People have flocked to the small headstone for years, leaving flowers and love notes at what they believe is the final resting place of the man who inspired Leonardo DiCaprio’s doomed character, Jack Dawson, in the 1997 film “Titanic.” And you can see why: The inscription reads “J. Dawson died April 15, 1912.”
Not quite, though. While the grave does belong to a victim of the world’s best-known shipwreck, he was not a handsome artist named Jack who won his passage in a poker game, but an engine-room worker named Joseph who probably had little time for onboard dalliances. The producer of the film denies any connection between the crewman and the fictional heartthrob.

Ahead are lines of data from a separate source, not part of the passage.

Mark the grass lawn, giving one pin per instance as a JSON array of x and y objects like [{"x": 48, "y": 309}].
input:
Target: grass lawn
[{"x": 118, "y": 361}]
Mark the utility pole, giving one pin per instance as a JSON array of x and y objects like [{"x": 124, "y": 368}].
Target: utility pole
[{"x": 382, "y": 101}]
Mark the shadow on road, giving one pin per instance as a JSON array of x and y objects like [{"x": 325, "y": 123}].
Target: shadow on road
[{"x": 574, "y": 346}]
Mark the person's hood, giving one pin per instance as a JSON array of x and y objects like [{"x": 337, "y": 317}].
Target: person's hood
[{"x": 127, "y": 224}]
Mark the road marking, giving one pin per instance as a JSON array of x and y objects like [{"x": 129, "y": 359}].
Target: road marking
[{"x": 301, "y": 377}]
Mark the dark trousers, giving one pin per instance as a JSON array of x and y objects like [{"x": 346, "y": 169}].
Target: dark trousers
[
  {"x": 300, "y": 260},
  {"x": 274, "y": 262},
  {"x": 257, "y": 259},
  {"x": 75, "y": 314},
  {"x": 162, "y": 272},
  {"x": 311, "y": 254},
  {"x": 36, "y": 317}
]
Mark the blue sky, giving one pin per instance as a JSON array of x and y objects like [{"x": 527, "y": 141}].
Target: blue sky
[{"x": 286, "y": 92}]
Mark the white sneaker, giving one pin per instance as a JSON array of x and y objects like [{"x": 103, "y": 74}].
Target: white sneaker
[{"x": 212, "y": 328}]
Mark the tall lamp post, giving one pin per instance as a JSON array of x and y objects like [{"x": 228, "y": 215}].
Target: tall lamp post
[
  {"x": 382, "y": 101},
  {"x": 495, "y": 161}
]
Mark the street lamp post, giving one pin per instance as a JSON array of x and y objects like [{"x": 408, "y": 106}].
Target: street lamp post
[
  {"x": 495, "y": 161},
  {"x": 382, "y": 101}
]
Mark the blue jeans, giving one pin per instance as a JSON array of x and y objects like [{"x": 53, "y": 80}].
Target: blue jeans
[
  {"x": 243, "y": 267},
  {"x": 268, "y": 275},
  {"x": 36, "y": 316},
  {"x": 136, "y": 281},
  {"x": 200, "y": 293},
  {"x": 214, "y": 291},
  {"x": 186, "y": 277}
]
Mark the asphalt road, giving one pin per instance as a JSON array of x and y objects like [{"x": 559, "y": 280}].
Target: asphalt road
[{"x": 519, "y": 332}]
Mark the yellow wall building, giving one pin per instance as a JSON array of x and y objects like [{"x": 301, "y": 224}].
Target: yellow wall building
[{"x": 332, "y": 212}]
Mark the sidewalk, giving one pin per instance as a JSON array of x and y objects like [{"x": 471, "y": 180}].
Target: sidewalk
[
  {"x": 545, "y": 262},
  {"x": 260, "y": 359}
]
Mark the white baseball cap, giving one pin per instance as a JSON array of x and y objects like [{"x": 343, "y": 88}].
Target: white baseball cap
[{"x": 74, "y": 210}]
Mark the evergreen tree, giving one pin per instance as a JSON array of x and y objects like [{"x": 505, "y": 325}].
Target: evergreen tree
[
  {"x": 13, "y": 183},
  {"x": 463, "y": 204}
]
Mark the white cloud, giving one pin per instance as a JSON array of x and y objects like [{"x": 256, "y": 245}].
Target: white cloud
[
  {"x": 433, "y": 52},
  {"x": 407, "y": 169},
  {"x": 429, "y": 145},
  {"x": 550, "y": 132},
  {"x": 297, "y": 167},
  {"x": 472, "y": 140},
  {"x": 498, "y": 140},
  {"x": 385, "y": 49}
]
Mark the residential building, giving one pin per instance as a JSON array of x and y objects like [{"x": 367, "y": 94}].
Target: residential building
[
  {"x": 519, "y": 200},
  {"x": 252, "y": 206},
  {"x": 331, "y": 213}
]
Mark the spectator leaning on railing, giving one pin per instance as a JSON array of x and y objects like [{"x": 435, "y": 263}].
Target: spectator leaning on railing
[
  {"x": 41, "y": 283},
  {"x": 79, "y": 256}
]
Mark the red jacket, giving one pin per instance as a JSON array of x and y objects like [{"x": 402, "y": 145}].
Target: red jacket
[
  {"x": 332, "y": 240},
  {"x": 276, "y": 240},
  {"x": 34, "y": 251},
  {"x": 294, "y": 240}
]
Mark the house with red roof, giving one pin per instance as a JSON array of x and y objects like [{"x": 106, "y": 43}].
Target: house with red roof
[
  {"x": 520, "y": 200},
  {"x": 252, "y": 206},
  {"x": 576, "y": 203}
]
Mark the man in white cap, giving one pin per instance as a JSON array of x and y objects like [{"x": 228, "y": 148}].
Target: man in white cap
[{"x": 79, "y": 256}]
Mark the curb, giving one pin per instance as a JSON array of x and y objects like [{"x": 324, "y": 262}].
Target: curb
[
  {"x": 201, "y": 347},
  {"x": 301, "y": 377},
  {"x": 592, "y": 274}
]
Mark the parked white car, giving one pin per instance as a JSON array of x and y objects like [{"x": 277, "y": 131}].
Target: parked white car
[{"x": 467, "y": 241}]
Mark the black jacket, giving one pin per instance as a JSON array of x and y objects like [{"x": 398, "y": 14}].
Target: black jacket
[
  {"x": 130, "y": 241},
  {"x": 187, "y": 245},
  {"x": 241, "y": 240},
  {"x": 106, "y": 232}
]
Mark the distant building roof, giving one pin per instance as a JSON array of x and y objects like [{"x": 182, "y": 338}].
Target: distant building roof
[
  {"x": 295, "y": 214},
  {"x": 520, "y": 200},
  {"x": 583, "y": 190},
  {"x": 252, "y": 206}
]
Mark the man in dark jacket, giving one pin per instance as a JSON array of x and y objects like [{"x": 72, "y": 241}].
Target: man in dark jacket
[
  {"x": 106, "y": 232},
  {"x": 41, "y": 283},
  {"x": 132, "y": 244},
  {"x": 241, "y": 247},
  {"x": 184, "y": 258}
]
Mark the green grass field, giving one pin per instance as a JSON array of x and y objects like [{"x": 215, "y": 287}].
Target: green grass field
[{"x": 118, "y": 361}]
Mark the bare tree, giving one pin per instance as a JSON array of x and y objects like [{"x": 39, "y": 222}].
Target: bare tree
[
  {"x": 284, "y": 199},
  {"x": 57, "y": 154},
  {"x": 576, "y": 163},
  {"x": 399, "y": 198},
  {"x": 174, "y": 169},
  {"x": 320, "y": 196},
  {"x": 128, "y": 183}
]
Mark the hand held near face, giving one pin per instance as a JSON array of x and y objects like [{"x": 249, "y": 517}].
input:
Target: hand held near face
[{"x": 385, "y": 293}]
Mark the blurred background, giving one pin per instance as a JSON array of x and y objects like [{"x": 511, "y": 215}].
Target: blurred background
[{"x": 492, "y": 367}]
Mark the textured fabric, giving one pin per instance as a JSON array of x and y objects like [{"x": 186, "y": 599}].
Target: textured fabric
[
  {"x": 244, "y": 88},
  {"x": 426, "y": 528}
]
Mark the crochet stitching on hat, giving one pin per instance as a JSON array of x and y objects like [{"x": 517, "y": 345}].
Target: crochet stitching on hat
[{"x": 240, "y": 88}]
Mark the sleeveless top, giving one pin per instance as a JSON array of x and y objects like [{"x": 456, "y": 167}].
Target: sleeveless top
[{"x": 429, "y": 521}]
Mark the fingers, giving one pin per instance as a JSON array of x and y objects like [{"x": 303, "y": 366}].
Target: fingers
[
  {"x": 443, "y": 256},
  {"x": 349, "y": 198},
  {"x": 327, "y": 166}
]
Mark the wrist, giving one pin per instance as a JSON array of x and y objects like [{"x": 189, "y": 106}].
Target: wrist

Mr. Dawson is one of 121 people from the Titanic buried at Fairview Lawn Cemetery in Halifax, Nova Scotia, their graves arranged in the shape of a ship’s hull. It is the largest collection of Titanic graves in the world. An additional 29 are buried in two more local cemeteries.
This somber stewardship came about largely by chance: Halifax happened to be the closest major port with good rail connections when the ship sank, 700 nautical miles away in the North Atlantic.
Three ships sent from Halifax to find the Titanic’s dead recovered more than 300 bodies. About 100 were buried at sea, but families who could afford the cost had 59 others transported elsewhere by rail. The rest were buried locally, some of them attended to by a funeral home that is still in business.
Titanic devotees travel to Halifax for the Maritime Museum of the Atlantic, which holds a large collection of artifacts from the wreck, including a deck chair, a balustrade from the ship’s main staircase, and the leather shoes of a drowned toddler who remained unidentified until 2007.
About 160,000 people visit the museum each year, a figure that reached 220,000 just after the film came out. Fairview Lawn Cemetery became so inundated with tour buses that it barred them from the grounds a few years ago; visitors on foot are still welcome.
Richard MacMichael, a coordinator at the museum, said that 104 years later, people still have intense feelings about the ocean liner and its fate.
“The story is the greatest self-perpetuating phenomenon in human history,” he said. “The Titanic is one of those things that’s never going to leave our consciousness.”